This isn’t directly related to politics, but since some of you may still be trembling on the threshold of a decision to go out into the commercial wilds of Black Friday, here’s a snippet from Derek Thompson’s cautionary advice at The Atlantic going into the Holiday:
The biggest mistake that people make on Black Friday is that they assume that the most popular day of the year to shop is the best day of the year to buy anything. If you’re walking into a store at 5 AM Thursday morning, you’re probably expecting floor-kissing prices in every corner. But store-wide discounts aren’t in the best interest of the store. It’s more common that a few tantalizing items will be sold at a loss to lure shoppers through the door while smart floor design guides them toward more profitable (even full-priced) items. “Black Friday is about cheap stuff at cheap prices, and I mean cheap in every connotation of the word,” Dan de Grandpre, a veteran deal expert, told the New York Times.
Stores know you’re making this mistake, and they know how to manipulate floor traffic to their higher-margin stuff. As experts in “retail ergonomics” (it’s a thing) have shown, counterclockwise traffic flows result in more spending; putting high-margin items at eye-level to the customers’ right is most likely to motivate a purchase; and forcing you to walk around a display is an easy way to draw our attention to items the store wants us to throw in the cart.

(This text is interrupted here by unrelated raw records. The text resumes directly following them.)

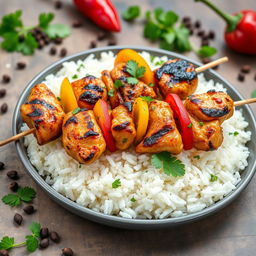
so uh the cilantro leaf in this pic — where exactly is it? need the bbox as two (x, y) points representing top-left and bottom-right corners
(162, 30), (175, 45)
(144, 21), (162, 41)
(2, 194), (21, 206)
(108, 89), (114, 97)
(174, 26), (192, 52)
(0, 236), (14, 250)
(140, 96), (153, 102)
(228, 131), (239, 136)
(1, 32), (19, 52)
(0, 10), (23, 36)
(114, 79), (122, 89)
(16, 32), (38, 55)
(29, 222), (41, 238)
(72, 74), (78, 79)
(136, 66), (146, 78)
(122, 6), (140, 21)
(131, 197), (136, 202)
(151, 152), (185, 177)
(112, 179), (121, 188)
(126, 60), (138, 77)
(154, 8), (178, 27)
(45, 24), (70, 39)
(127, 77), (138, 85)
(198, 46), (217, 58)
(210, 174), (218, 182)
(25, 235), (38, 253)
(126, 60), (146, 83)
(39, 13), (55, 29)
(72, 107), (81, 115)
(17, 187), (36, 202)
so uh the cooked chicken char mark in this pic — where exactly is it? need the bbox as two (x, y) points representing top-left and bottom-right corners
(110, 62), (156, 102)
(101, 70), (123, 108)
(136, 100), (183, 154)
(71, 75), (107, 109)
(184, 90), (234, 123)
(154, 59), (198, 100)
(62, 109), (106, 164)
(20, 83), (65, 145)
(111, 103), (136, 150)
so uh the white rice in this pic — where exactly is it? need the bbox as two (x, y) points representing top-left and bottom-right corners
(22, 52), (251, 219)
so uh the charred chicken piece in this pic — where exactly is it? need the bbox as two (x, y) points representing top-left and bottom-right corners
(71, 75), (107, 109)
(136, 100), (183, 154)
(154, 59), (198, 100)
(110, 63), (156, 102)
(62, 109), (106, 164)
(111, 102), (136, 150)
(101, 70), (123, 108)
(20, 83), (65, 145)
(190, 115), (223, 151)
(184, 91), (234, 123)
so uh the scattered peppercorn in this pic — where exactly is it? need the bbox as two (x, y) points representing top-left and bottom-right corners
(23, 205), (36, 215)
(0, 161), (5, 170)
(182, 16), (191, 24)
(62, 247), (74, 256)
(7, 170), (19, 180)
(197, 29), (205, 37)
(241, 65), (251, 74)
(39, 238), (49, 249)
(54, 37), (63, 45)
(40, 227), (49, 239)
(0, 89), (6, 98)
(108, 38), (117, 46)
(194, 20), (201, 28)
(49, 46), (57, 56)
(72, 20), (82, 28)
(0, 249), (9, 256)
(9, 182), (19, 192)
(54, 0), (63, 9)
(50, 231), (60, 243)
(60, 48), (67, 57)
(89, 40), (97, 48)
(2, 74), (11, 83)
(16, 62), (26, 70)
(238, 73), (245, 82)
(1, 103), (8, 114)
(97, 31), (108, 41)
(13, 213), (23, 225)
(208, 30), (215, 40)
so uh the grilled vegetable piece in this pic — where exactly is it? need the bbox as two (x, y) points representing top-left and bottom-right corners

But Thompson’s final tip is the most important, and is relevant to the desire for more More Stuff every day of the year:
Black Friday is exhausting. And when you feel exhausted, your brain gets drunk with stupid. It’s decision fatigue, it’s leg fatigue, it’s everything fatigue. Retail stores know this. So they put cheap stuff tantalizingly close to our arms in the checkout aisle. It’s so cheap, and small, and cute, I have to have it, your decision-fatigued brain will plead. Don’t listen.